Donegal County Council is undertaking a 4 year Invasive Alien Plant Species (Knotweed) Treatment Programme on public roads around the county.
Invasive alien plants species are initially transported through human activities outside of their natural range and then survive, reproduce and spread. These species have negative impacts on the ecology of their new location and when growing close to road carriageways, these species can impact on sight lines, cause damage to the road infrastructure by growing up through the asphalt at the road edge and other structures.
For more information on Invasive Plants Species click here.
The Council is currently gathering information on the location and scale of knotweed infestations on public roads around the county.
It is expected that each infestation will need to be treated for a minimum of four years in succession to ensure eradication. The timing of treatment is critical, as is the pesticide to be used in the treatment and late in the season just before the plant dies back for the winter appears to be the most effective. The primary objective of control is the total eradication by targeting the underground rhizome and not simply the aerial parts.

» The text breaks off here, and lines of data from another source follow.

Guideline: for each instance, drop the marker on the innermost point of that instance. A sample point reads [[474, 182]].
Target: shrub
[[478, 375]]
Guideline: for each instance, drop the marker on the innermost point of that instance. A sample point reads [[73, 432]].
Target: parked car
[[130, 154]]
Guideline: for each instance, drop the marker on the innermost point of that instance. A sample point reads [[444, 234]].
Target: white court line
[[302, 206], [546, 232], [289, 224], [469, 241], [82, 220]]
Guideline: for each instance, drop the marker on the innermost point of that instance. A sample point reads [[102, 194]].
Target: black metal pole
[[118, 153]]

We aim to have a contractor appointed in time for a treatment programme to commence in September 2016 and the use of specialised equipment will be needed for the majority of the infestations.

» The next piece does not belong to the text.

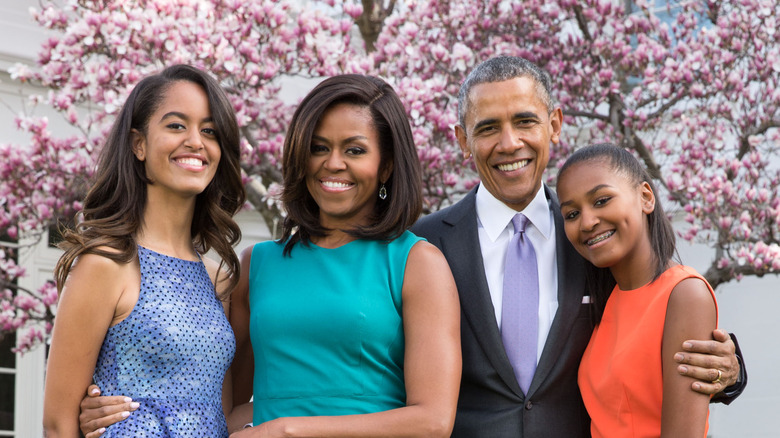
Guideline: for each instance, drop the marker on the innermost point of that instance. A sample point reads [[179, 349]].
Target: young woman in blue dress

Transport Infrastructure Ireland (TII) introduced an eradication programme on selected national roads in 2016 and they plan to treat knotweed infestations along entire routes and Donegal will be included in the first routes to be treated. This programme will run in paralled with Donegal County Councils treatment programme on non-national roads. Transport Infrastructure Ireland (TII) has issued an Advance Notice to landowners in relation to this programme.
If you become aware of any type of invasive alien plant species including Knotweed along a public road, please report it by contacting the Council in any of the following ways:
Online Report It at www.donegalcoco.ie
By email: email@example.com
By phone: 074 91 53900
If you become aware of any type of invasive alien plant species at any other location you should report the sighting to Invasive Species Ireland.
Although many infestations span both public and private lands, the Council has no authority to treat infestations on private lands. In circumstances where an infestation is thought to have originated from the roadside and from there spread to private lands the Council intends to consult with the landowner to get their consent to allow the treatment of all of the infestation.
For more information on dealing with an infestation on private land visit www.invasivespeciesireland.com
Signage will be erected at all infestation sites to stop the further spread of these plants. Knotweed is spread from plant fragments and a lack of awareness of the plant among those carrying out roadside hedge cutting is contributing to the spread and as a further management measure it is intended to erect signage at all infestation sites to help prevent them being cut.
It will be necessary to continue to cut back hedges where existing infestations are blocking visibility or generally creating a hazard on the road network. It is planned to do this cutting manually to avoid spreading the infestation and cuttings will continue to be left on site until an alternative disposal method can be agreed.